Contro Golia Davide non è solo
Non è questo, tuttavia, l’unico ostacolo che Bruxelles e i 28 stanno incontrando sulla loro strada. Come si legge in un verbale del COREPER – il comitato dei rappresentanti permanenti che prepara i lavori del Consiglio dell’UE – anche la Germania potrebbe avere dei problemi legali ad avallare l’applicazione provvisoria del CETA. Il 13 ottobre scorso, infatti, la Corte Costituzionale tedesca, interpellata da tre organizzazioni della società civile, ha posto alcune condizioni per il via libera da parte del governo (leggi la sentenza). Innanzitutto, possono entrare in vigore prima della ratifica nazionale solo quelle parti dell’accordo di competenza esclusiva dell’UE. Ciò significa che tutte quelle parti in cui i governi esprimono preoccupazioni circa il rispetto del principio di sussidiarietà, vanno stralciate finché non vi è chiarezza. Una chiarezza che arriverà soltanto con la sentenza della Corte di Giustizia Europea sul trattato tra UE e Singapore, attesa per i primi mesi del 2017. La Consulta ha anche chiarito che l’applicazione provvisoria non può essere una strada a senso unico. Ha chiesto al governo tedesco di garantire un accordo che permetta a qualsiasi stato membro di recedere. Infine, i giudici dichiarano che il CETA Joint Committee, il comitato di rappresentanti nominati dal governo canadese e dalla Commissione UE che sovrintenderà all’applicazione dell’accordo, con il potere di modificarlo dopo l’entrata in vigore, non può prendere decisioni che interferiscono con i diritti sovrani degli stati membri. Pertanto, a Consulta tedesca propone un accordo interistituzionale tra il Consiglio Europeo e la Commissione che garantisca il potere di veto per tutti i governi sui lavori del comitato.
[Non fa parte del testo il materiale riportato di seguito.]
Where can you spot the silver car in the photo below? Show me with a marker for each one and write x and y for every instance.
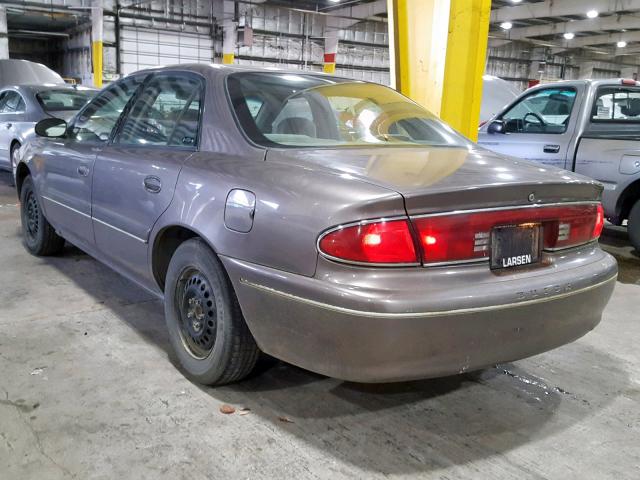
(21, 107)
(331, 223)
(591, 127)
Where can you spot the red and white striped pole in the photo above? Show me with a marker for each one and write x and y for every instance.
(330, 51)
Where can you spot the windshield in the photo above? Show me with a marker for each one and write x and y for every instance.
(59, 100)
(277, 109)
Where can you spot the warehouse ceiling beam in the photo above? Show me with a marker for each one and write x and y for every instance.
(438, 53)
(612, 22)
(610, 38)
(560, 8)
(349, 15)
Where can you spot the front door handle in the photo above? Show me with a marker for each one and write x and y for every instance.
(152, 184)
(551, 148)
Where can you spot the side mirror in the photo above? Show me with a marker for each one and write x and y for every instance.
(496, 127)
(51, 127)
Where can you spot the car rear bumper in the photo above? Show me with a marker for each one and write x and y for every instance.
(426, 328)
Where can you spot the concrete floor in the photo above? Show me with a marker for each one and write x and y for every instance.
(88, 389)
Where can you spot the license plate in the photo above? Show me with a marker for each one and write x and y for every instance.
(515, 246)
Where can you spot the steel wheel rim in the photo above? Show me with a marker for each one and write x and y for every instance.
(197, 314)
(32, 213)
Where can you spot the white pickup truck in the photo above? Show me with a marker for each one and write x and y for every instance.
(591, 127)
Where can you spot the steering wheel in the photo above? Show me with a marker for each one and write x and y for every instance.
(539, 119)
(151, 130)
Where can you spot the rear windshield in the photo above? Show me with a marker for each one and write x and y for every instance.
(616, 105)
(59, 100)
(276, 109)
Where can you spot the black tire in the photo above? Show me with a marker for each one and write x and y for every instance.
(12, 164)
(39, 237)
(633, 226)
(207, 330)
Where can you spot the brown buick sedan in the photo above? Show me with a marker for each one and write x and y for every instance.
(331, 223)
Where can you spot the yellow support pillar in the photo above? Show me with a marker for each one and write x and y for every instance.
(438, 50)
(96, 56)
(97, 35)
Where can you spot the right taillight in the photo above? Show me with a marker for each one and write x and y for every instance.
(459, 236)
(466, 236)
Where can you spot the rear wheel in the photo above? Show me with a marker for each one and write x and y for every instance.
(206, 328)
(39, 236)
(13, 160)
(633, 226)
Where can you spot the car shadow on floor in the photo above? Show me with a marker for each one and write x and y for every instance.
(615, 240)
(408, 427)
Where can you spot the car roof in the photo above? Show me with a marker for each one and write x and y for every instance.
(220, 69)
(593, 82)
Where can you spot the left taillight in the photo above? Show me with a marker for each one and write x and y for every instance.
(383, 242)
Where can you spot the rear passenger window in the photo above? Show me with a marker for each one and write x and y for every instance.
(12, 103)
(166, 113)
(616, 104)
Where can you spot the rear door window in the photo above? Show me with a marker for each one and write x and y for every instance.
(616, 105)
(543, 111)
(12, 103)
(166, 113)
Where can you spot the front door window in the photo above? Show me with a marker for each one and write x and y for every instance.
(98, 119)
(544, 111)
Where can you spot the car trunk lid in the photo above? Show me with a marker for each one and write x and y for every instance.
(436, 179)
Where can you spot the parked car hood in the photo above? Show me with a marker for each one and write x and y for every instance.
(434, 178)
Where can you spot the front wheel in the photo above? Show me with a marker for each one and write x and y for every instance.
(39, 236)
(633, 226)
(207, 330)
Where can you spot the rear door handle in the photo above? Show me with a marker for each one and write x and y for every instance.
(551, 148)
(152, 184)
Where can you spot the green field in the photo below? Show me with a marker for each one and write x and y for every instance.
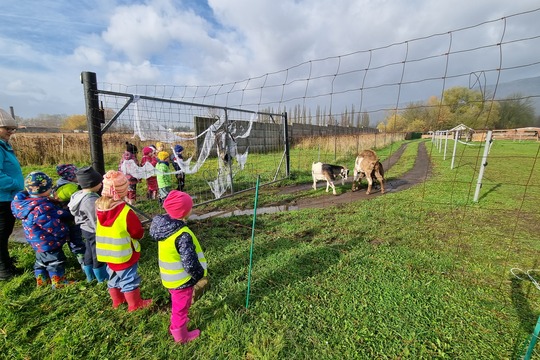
(417, 274)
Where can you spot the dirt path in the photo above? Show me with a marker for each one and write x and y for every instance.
(420, 171)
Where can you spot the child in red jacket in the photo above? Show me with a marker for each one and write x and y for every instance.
(118, 231)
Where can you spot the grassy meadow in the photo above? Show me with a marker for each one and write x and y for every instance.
(418, 274)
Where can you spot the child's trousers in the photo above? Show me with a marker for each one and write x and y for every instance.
(181, 302)
(50, 267)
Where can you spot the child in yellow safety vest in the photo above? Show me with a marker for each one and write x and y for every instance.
(118, 231)
(182, 263)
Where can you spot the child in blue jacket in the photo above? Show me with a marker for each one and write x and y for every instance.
(44, 228)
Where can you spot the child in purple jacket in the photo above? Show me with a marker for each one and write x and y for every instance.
(44, 228)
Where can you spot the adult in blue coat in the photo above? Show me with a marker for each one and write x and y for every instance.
(11, 182)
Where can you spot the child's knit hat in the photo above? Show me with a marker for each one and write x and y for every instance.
(67, 172)
(163, 155)
(87, 177)
(178, 204)
(131, 148)
(115, 185)
(37, 182)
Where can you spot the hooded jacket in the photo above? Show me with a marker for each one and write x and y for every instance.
(83, 207)
(11, 177)
(41, 220)
(164, 226)
(134, 228)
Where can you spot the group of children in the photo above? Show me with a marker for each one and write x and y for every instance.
(73, 210)
(160, 185)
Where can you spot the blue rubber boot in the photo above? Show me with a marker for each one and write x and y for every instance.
(101, 273)
(89, 273)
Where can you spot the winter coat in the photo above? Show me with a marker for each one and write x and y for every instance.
(83, 207)
(133, 226)
(42, 221)
(11, 177)
(164, 226)
(163, 180)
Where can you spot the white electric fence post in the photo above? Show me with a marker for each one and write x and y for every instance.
(483, 167)
(455, 148)
(445, 144)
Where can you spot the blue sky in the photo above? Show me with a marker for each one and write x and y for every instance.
(45, 44)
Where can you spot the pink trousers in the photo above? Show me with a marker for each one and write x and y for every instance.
(181, 302)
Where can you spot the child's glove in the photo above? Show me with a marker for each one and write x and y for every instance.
(200, 288)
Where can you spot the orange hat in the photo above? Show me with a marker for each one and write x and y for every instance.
(115, 185)
(163, 155)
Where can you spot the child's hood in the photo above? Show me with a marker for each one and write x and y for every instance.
(107, 217)
(164, 226)
(24, 204)
(77, 198)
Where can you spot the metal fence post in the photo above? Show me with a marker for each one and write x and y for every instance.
(94, 118)
(483, 167)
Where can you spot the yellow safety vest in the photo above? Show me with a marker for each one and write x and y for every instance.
(171, 270)
(113, 244)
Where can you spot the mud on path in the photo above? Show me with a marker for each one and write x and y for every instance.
(418, 174)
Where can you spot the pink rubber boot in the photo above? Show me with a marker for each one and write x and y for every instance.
(117, 297)
(182, 335)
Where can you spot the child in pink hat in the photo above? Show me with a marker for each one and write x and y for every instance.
(151, 182)
(181, 260)
(118, 231)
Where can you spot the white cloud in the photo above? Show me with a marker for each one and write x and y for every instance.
(44, 49)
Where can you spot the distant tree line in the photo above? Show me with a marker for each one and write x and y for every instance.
(459, 105)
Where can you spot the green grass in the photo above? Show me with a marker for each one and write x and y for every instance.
(419, 274)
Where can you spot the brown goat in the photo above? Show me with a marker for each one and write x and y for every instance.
(367, 164)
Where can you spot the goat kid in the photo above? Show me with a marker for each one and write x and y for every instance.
(367, 165)
(328, 172)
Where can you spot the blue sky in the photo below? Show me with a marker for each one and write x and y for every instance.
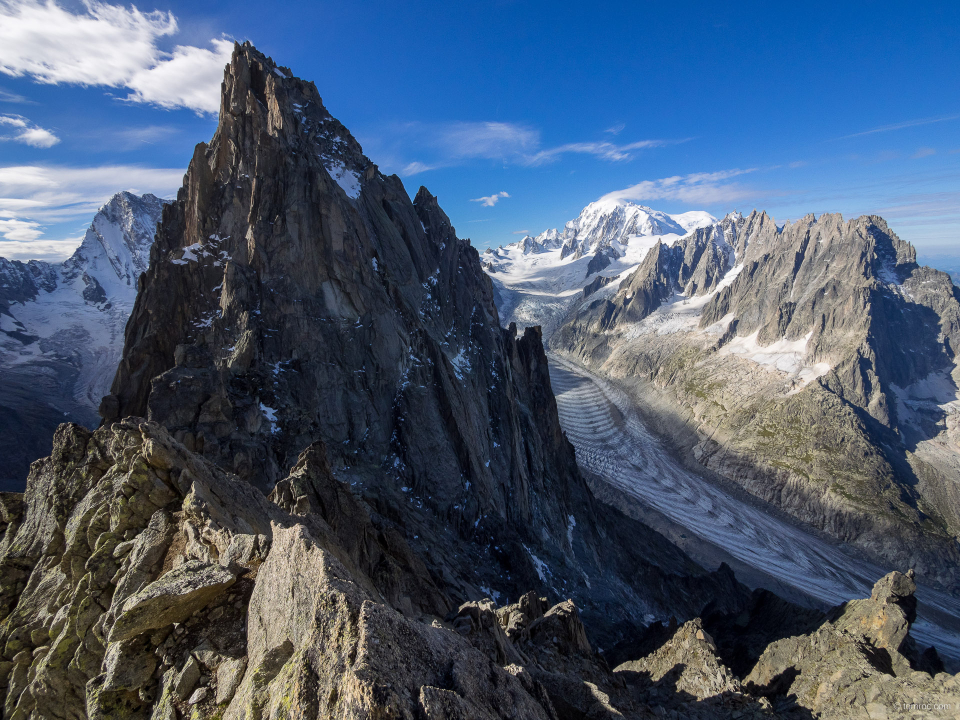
(516, 114)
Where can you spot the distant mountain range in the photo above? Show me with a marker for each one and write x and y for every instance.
(61, 330)
(811, 364)
(329, 482)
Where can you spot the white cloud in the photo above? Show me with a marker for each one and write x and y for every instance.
(19, 230)
(34, 197)
(113, 46)
(14, 98)
(695, 189)
(190, 78)
(491, 200)
(38, 137)
(27, 133)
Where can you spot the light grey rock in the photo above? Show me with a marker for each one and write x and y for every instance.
(229, 676)
(186, 680)
(129, 665)
(853, 434)
(172, 598)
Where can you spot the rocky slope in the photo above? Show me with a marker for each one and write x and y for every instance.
(345, 457)
(815, 363)
(537, 279)
(156, 585)
(296, 294)
(61, 330)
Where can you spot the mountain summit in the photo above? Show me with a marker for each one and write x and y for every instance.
(295, 294)
(350, 496)
(61, 329)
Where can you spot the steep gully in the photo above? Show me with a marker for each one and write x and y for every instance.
(613, 444)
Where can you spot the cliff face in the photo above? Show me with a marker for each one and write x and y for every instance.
(816, 363)
(296, 294)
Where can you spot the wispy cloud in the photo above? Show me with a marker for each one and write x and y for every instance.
(491, 200)
(113, 46)
(8, 97)
(33, 197)
(696, 189)
(27, 133)
(441, 145)
(901, 126)
(602, 150)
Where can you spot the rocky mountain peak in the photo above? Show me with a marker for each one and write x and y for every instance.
(116, 247)
(282, 309)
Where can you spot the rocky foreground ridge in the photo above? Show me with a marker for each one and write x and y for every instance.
(813, 364)
(344, 457)
(330, 405)
(139, 580)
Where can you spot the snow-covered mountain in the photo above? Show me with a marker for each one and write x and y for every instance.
(607, 224)
(538, 278)
(61, 329)
(816, 356)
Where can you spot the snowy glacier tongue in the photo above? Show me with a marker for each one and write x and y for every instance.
(613, 444)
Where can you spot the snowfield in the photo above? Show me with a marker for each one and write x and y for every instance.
(539, 280)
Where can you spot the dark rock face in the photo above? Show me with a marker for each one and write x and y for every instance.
(145, 574)
(296, 295)
(858, 436)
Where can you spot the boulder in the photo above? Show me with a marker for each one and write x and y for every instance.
(172, 598)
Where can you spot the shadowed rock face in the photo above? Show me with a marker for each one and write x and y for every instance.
(142, 577)
(296, 294)
(851, 427)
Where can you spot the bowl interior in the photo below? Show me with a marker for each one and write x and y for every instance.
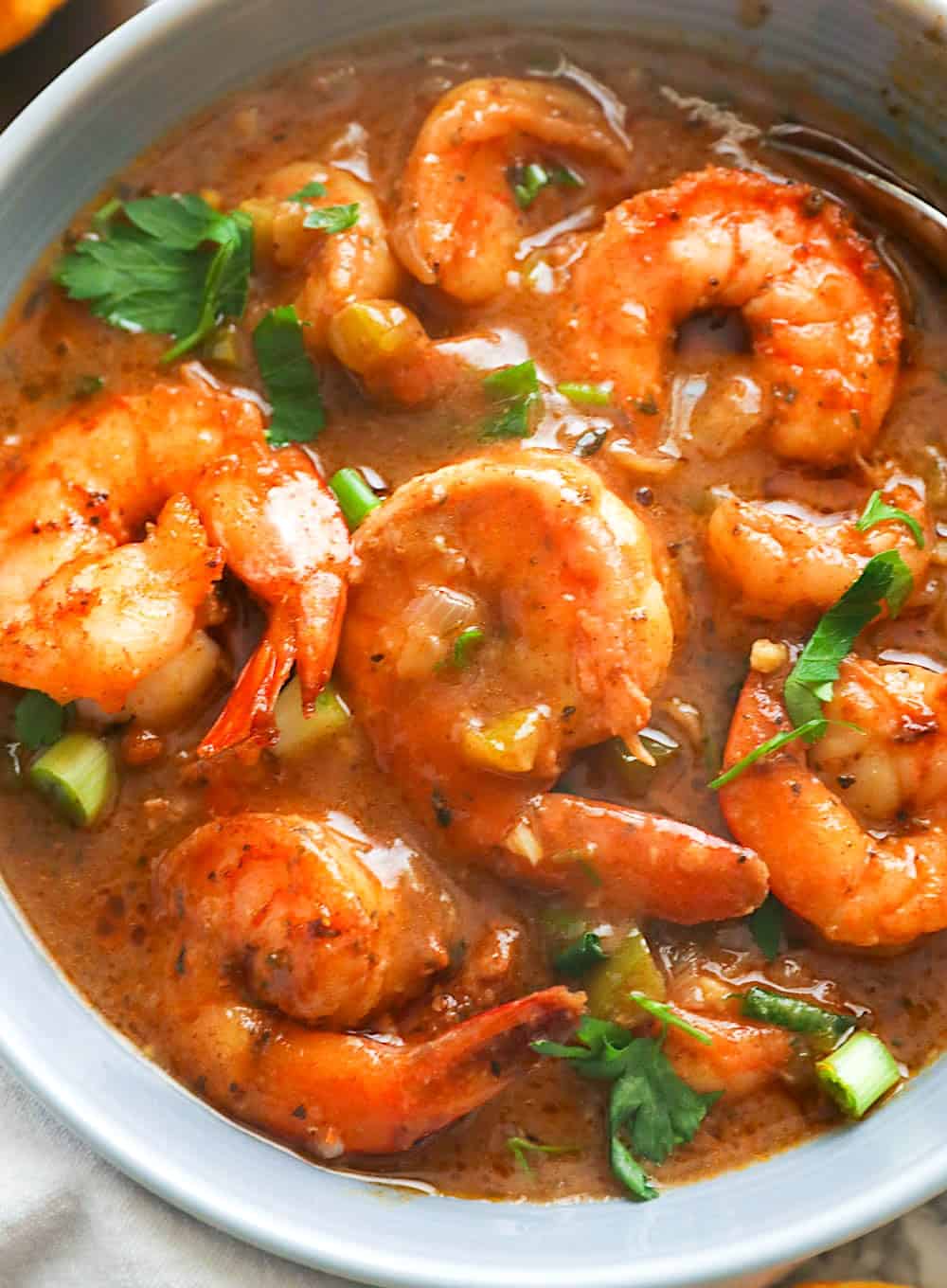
(884, 62)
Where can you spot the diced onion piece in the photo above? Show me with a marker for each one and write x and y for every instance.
(858, 1073)
(630, 969)
(299, 733)
(177, 689)
(433, 619)
(78, 775)
(508, 744)
(368, 332)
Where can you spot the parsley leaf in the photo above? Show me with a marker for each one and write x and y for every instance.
(651, 1108)
(332, 219)
(580, 956)
(289, 379)
(765, 926)
(879, 511)
(39, 720)
(517, 389)
(885, 579)
(519, 1145)
(174, 265)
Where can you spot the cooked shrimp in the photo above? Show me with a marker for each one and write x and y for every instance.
(821, 310)
(557, 580)
(856, 886)
(785, 558)
(288, 921)
(740, 1059)
(88, 609)
(338, 267)
(457, 224)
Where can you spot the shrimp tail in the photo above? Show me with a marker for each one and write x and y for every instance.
(639, 863)
(469, 1064)
(318, 626)
(249, 710)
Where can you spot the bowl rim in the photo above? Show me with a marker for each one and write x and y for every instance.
(35, 1062)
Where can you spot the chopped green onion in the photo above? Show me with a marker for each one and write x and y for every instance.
(354, 496)
(332, 219)
(39, 720)
(518, 389)
(593, 396)
(519, 1145)
(630, 969)
(78, 775)
(792, 1012)
(580, 956)
(513, 382)
(299, 733)
(223, 346)
(668, 1015)
(858, 1073)
(765, 926)
(814, 726)
(528, 181)
(636, 777)
(465, 646)
(879, 511)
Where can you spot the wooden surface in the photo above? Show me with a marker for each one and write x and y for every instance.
(25, 70)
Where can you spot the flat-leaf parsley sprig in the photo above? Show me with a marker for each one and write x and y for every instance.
(885, 581)
(651, 1109)
(164, 264)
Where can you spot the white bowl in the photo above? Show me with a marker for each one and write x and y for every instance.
(145, 78)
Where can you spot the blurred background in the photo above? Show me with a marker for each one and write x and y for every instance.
(26, 67)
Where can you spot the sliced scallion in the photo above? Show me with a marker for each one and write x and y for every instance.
(858, 1073)
(793, 1012)
(78, 775)
(585, 394)
(354, 496)
(296, 732)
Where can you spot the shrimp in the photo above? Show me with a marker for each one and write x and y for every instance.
(551, 582)
(857, 886)
(739, 1060)
(89, 611)
(785, 558)
(279, 922)
(339, 267)
(821, 310)
(459, 224)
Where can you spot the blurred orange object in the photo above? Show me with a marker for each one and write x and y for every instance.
(21, 18)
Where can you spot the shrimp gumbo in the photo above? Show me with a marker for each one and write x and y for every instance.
(474, 593)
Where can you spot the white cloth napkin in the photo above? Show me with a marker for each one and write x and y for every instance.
(68, 1220)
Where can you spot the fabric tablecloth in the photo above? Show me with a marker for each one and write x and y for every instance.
(68, 1220)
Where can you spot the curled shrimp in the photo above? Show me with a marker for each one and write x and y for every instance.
(457, 224)
(551, 581)
(821, 310)
(857, 884)
(88, 609)
(284, 922)
(785, 558)
(336, 267)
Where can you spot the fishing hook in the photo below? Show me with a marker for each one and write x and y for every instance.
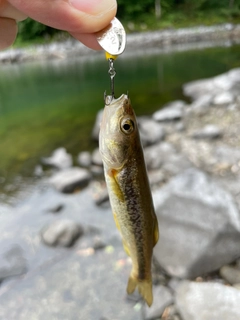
(112, 72)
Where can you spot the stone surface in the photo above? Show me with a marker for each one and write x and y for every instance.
(84, 159)
(219, 85)
(96, 127)
(96, 157)
(70, 179)
(199, 225)
(223, 98)
(162, 298)
(210, 131)
(61, 233)
(230, 274)
(150, 131)
(227, 154)
(208, 301)
(59, 159)
(155, 155)
(168, 114)
(12, 262)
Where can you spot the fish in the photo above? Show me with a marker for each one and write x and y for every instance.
(129, 191)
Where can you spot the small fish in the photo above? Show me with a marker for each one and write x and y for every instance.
(129, 191)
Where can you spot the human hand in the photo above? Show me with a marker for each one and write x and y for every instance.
(81, 18)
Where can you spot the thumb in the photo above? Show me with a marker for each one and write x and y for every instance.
(74, 16)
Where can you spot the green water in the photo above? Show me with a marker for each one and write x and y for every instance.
(48, 105)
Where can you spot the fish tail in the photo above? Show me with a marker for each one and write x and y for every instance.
(144, 288)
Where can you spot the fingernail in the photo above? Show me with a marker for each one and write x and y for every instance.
(93, 6)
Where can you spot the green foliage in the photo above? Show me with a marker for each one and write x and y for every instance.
(140, 15)
(30, 29)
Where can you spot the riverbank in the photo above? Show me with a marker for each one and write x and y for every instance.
(62, 256)
(166, 40)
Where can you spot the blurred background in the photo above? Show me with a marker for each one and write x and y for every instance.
(47, 104)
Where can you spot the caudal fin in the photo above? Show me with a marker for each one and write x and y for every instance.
(144, 288)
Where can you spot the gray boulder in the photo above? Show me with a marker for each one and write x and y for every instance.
(168, 114)
(12, 263)
(162, 298)
(230, 274)
(199, 225)
(150, 131)
(96, 157)
(208, 301)
(61, 233)
(70, 179)
(59, 159)
(96, 127)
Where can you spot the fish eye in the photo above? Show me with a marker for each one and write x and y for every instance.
(127, 126)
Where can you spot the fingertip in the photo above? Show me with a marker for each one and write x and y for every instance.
(8, 32)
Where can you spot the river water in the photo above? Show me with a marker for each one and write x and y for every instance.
(51, 104)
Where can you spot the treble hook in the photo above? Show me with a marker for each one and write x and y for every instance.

Queste richieste, insieme alla resistenza della Vallonia, hanno messo in difficoltà la Commissione Europea, che considera «troppo ingombrante» lasciare l’ultima parola agli stati nel CETA Joint Committee. Il risultato è lo stallo che ieri si è registrato al Consiglio dei Ministri del Commercio europei, che hanno rinviato la decisione al vertice dei capi di governo del 20-21 ottobre. Questa situazione ha generato un grave imbarazzo in Europa: la Commissione Europea è considerata ormai un partner commerciale non affidabile dai governi stranieri, mentre tra i cittadini si consolida l’idea di una istituzione tanto distante dall’interesse pubblico quanto legata a una visione tecnocratica del processo politico.